Accordingly, two scenes which vividly depreciate Pistol are eliminated: first, his self-serving capture of the French soldier le Fer, for whom he demands a ransom of 200 crowns (4.4); and, second, his humiliating confrontation with Fluellen and Gower (virtually the entirety of 5.1), in which Pistol is forced to eat the leek they use to knock him over the head. This farcical scene, which, Branagh to the contrary notwithstanding, can be resoundingly funny in performance, dramatizes tellingly what the filmmaker's own egalitarian tolerance makes him loath to reveal: that Fluellen and Gower cannot allow that villainous social pariah Pistol ("You are a counterfeit cowardly knave") to share their company ("Fare ye well"). In its stead, Branagh shows us Fluellen and Henry embrace after the battle in a laughing, tearful bearhug (extra-textual, of course) and talk sweetly and sentimentally about the importance of the leek as a Welsh symbol and their pride in their Welsh blood (4.7).

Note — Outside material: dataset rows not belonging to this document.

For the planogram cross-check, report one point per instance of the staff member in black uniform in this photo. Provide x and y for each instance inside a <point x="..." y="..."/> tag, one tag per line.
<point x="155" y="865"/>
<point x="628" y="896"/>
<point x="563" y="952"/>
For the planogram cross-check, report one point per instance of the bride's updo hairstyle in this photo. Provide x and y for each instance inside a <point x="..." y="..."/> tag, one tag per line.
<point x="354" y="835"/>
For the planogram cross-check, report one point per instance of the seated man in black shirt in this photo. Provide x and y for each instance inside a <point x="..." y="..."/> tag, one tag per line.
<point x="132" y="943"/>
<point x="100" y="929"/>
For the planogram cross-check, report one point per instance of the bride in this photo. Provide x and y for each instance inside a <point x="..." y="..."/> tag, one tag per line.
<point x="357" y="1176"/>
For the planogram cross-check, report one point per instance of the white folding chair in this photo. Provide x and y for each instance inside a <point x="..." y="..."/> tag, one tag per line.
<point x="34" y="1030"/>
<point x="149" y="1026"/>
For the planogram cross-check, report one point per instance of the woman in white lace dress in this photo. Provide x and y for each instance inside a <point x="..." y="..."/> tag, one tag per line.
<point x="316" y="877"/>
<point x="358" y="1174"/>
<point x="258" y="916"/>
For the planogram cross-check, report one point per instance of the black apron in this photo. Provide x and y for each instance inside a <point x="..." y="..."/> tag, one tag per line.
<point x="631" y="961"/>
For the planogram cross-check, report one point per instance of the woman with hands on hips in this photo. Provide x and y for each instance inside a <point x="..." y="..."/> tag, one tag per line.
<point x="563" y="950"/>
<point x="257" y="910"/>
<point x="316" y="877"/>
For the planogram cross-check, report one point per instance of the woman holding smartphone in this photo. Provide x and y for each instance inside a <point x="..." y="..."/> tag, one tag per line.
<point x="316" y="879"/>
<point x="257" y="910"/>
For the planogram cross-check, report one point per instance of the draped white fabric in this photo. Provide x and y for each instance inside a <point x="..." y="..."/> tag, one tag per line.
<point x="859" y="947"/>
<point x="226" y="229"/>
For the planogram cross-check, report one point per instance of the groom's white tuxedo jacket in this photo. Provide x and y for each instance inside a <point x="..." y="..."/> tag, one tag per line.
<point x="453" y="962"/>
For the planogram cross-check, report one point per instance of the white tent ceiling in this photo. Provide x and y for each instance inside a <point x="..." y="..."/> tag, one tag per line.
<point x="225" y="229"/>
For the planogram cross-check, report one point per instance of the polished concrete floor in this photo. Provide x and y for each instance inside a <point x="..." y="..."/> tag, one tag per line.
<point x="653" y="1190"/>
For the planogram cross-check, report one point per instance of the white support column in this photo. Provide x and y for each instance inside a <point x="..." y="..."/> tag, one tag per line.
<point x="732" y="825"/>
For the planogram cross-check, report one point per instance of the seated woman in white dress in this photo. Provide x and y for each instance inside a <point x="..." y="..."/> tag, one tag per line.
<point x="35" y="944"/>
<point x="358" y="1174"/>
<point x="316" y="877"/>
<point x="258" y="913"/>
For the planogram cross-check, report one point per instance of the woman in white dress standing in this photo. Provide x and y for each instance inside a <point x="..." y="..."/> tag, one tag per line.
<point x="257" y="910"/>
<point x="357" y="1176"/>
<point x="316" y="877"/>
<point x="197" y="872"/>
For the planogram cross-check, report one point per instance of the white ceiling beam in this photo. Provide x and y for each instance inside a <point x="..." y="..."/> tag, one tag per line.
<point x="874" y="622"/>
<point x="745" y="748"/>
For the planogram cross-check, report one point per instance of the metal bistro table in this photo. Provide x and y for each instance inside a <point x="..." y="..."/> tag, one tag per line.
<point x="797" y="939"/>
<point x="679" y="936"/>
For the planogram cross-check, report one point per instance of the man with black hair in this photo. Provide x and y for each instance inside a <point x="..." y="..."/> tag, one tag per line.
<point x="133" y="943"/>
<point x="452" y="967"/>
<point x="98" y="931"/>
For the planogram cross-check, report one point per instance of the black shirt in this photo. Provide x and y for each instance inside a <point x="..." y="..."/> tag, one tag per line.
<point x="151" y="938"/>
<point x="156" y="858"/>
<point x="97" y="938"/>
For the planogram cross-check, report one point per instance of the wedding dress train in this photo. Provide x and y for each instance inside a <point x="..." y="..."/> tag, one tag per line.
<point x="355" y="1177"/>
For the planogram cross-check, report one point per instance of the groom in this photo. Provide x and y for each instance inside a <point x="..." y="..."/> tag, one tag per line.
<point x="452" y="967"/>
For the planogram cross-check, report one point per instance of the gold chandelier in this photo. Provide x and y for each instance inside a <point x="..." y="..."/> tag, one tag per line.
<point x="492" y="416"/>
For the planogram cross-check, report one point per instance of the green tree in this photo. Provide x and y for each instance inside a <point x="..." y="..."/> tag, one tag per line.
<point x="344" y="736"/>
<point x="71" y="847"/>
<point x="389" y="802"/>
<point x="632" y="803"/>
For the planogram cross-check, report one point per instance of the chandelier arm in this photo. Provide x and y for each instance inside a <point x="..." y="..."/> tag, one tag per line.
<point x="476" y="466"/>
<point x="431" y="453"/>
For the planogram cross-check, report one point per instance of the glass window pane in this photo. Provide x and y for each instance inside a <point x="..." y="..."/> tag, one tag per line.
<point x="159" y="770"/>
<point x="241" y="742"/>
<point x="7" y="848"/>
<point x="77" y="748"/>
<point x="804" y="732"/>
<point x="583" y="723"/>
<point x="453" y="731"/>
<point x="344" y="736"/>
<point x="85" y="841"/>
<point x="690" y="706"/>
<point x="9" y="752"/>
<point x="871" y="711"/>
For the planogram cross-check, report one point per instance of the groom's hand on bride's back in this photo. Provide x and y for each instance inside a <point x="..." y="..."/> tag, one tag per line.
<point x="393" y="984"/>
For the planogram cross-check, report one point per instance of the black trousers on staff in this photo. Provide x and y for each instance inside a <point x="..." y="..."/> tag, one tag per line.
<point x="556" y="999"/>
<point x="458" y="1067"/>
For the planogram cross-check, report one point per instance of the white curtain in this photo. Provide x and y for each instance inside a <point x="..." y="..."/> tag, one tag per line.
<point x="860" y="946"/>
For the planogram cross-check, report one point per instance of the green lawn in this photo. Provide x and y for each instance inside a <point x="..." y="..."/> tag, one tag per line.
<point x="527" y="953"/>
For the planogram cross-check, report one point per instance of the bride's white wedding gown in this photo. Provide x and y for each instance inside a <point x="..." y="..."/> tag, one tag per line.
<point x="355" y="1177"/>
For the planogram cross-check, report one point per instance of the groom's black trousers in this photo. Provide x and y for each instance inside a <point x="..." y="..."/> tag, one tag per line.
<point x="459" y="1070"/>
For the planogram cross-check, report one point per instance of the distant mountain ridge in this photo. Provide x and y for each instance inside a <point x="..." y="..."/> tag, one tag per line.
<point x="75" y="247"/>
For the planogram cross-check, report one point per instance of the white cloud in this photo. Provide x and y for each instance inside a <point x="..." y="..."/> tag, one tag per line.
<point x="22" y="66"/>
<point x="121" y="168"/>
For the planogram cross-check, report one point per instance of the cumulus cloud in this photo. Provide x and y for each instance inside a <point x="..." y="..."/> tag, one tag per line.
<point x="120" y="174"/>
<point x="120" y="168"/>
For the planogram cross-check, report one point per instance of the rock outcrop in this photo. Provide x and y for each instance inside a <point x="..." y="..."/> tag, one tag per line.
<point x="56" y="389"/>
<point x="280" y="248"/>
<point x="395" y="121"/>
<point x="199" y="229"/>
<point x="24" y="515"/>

The camera cuts to a broken Pistol leaning against a tree, contemplating his losses and empty future. His wife and all his friends are dead. Although he says he will turn cutpurse, we cannot deny him sympathy because he is obviously pained, and being a cutpurse is no different from his past behavior. Ironically, it was Pistol himself (in a line pointedly deleted by Branagh) who told us that his purpose in going to France was not to do his patriotic duty but rather, "like horseleeches, my boys, / To suck, to suck, the very blood to suck!" (2.3.56-57).

Peter Donaldson, in "Taking on Shakespeare: Kenneth Branagh's Henry V" [Shakespeare Quarterly 42, 1991] attributes the treatment of these characters in Branagh's film to his own Irish working-class background: "Branagh's Irish working-class identity shows through his stage English royal persona at strategic moments, giving depth to the king's identification with the common soldiers, lending credence to his claim to be a work-a-day, plain-style king" (68). Whatever the reasons for Branagh's rethinking these characters, the result of it skews Shakespeare's overall structuring of the play. These characters no longer form a contrast to Henry and his loyal "band"; they actually belong to Henry's community, not only at the Battle of Agin-court, where Henry achieves communitas with his men, but throughout the film.

Notes

1 Hanging Bardolph directly before the eyes of the king is an idea borrowed from Adrian Noble's 1984 Stratford-upon-Avon production, in which Branagh also played Henry V.

2 Later, following the battle, other men and women are also seen pillaging the corpses, plainly diminishing the criminality of Nym's behavior.

3 In Olivier's Henry V, it is Fluellen who merely holds the body of the Boy in his arms. But Branagh may well have seen the extant publicity still photo showing Olivier's King Henry holding the Boy.